Bank of Africa President Benedict Oramah said in an interview ahead of the bank’s annual meetings in Ghana that the platform has started commercial operations with nine countries that have signed up so far.
Oramah, whose bank is financing the new system, known as BAPSS (Pan African Payment and Settlement System), said it uses US dollar exchange rates for now, adding: “But we are working with central banks to develop a mechanism for the rate of exchange that would allow Africa’s 42 currencies to be convertible between themselves.
The new payment and settlement system for the continent, which was adopted by the African Union, as the payment and settlement platform in Africa, supports the implementation of the African Continental Free Trade Area.

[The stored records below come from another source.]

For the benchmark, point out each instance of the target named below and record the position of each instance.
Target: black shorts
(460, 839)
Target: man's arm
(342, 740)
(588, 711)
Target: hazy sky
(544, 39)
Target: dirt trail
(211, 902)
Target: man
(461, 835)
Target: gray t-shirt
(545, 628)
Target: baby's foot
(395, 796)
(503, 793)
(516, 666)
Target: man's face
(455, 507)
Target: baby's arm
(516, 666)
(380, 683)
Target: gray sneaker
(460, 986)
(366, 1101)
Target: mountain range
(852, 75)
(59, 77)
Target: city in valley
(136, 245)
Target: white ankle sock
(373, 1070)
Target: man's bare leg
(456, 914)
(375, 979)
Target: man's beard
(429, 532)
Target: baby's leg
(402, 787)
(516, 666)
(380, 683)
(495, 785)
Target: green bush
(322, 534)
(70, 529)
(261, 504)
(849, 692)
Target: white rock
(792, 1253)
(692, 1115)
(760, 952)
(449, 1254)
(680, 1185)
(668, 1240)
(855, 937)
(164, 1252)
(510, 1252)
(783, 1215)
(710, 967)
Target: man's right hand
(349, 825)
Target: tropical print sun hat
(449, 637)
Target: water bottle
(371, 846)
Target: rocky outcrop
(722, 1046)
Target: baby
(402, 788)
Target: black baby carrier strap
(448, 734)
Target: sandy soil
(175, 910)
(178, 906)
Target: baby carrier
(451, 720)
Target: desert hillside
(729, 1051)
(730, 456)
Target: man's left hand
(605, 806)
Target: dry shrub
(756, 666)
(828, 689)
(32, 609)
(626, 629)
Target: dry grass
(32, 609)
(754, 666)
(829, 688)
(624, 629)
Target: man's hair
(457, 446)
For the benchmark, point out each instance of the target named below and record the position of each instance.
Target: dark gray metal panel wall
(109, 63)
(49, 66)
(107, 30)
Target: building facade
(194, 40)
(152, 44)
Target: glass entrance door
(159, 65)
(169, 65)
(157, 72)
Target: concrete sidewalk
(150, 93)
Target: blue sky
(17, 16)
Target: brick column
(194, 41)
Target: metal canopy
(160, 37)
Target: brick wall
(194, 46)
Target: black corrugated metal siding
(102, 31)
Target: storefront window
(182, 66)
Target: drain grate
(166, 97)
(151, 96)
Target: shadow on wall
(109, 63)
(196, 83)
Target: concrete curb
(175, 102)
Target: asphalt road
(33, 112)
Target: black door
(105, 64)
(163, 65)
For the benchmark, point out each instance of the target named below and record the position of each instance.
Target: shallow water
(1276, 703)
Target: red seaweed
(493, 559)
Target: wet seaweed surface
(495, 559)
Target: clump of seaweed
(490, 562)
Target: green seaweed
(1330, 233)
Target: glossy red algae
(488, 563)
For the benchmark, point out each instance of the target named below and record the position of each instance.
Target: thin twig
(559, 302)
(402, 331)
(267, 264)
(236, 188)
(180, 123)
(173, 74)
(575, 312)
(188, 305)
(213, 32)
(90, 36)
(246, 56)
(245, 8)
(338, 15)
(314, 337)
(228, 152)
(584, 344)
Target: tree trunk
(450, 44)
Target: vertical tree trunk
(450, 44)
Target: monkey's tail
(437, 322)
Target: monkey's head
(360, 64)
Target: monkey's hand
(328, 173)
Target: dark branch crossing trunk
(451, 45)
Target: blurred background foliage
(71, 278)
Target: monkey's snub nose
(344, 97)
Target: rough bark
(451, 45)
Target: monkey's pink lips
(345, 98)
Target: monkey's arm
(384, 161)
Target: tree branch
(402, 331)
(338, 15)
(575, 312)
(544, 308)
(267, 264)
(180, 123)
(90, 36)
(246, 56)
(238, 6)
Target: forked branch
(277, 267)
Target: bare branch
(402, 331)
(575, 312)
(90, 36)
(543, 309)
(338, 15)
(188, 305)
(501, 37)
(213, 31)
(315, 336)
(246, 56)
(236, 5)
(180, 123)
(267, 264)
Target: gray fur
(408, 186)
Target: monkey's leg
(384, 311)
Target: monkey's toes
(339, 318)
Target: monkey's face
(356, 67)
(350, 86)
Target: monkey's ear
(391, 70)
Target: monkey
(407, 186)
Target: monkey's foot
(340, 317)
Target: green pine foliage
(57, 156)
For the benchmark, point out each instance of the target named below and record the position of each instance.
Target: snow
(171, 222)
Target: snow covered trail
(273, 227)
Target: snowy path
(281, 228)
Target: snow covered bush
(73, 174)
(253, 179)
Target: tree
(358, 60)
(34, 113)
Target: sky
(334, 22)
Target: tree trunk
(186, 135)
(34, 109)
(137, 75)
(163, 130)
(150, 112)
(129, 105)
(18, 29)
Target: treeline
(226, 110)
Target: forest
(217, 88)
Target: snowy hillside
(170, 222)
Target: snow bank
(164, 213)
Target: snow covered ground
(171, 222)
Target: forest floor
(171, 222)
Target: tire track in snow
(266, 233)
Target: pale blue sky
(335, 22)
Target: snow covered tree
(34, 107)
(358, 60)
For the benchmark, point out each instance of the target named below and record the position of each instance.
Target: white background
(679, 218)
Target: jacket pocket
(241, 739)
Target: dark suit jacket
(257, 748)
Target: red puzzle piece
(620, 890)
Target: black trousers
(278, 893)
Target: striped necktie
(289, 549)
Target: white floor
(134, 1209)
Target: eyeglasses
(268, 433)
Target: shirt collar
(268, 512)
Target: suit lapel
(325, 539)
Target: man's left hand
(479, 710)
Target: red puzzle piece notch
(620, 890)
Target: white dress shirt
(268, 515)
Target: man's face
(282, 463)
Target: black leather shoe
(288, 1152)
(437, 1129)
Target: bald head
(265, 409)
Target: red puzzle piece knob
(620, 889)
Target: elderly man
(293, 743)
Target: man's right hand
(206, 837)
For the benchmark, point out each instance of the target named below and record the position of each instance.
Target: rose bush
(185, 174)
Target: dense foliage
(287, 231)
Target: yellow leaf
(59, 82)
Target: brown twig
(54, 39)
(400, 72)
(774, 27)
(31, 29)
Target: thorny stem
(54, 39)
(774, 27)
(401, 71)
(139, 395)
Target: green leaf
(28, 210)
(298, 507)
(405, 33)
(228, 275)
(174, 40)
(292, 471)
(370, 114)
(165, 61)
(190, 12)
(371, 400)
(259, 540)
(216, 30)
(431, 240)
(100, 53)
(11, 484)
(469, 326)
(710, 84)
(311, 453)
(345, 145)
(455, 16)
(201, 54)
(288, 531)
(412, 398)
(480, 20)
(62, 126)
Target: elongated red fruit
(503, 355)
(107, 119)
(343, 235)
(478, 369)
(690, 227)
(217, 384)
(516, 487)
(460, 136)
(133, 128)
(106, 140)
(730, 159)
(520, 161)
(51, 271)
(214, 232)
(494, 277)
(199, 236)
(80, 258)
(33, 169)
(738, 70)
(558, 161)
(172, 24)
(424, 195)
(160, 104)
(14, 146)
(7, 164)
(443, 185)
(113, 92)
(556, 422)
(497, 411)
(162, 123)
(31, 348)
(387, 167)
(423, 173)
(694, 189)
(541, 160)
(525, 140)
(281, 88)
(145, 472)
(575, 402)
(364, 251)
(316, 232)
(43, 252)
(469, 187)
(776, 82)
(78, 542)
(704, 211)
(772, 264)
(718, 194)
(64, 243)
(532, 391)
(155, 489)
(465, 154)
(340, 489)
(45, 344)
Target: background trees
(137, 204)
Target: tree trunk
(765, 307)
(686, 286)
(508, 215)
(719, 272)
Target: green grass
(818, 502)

Bloomberg pointed out that at the end of 2020, the bank’s total assets and guarantees amounted to $21.5 billion, and shareholders’ funds amounted to $3.4 billion.
Africa is not alone in looking for ways to break its dependence on the US currency.
There has been a push for de-dollarization across emerging markets, including India’s efforts to clear trade through the rupee.
Bloomberg stated that China played with the idea of the Asian Monetary Fund, while Brazil and Argentina announced a project for a common currency called “Sur”.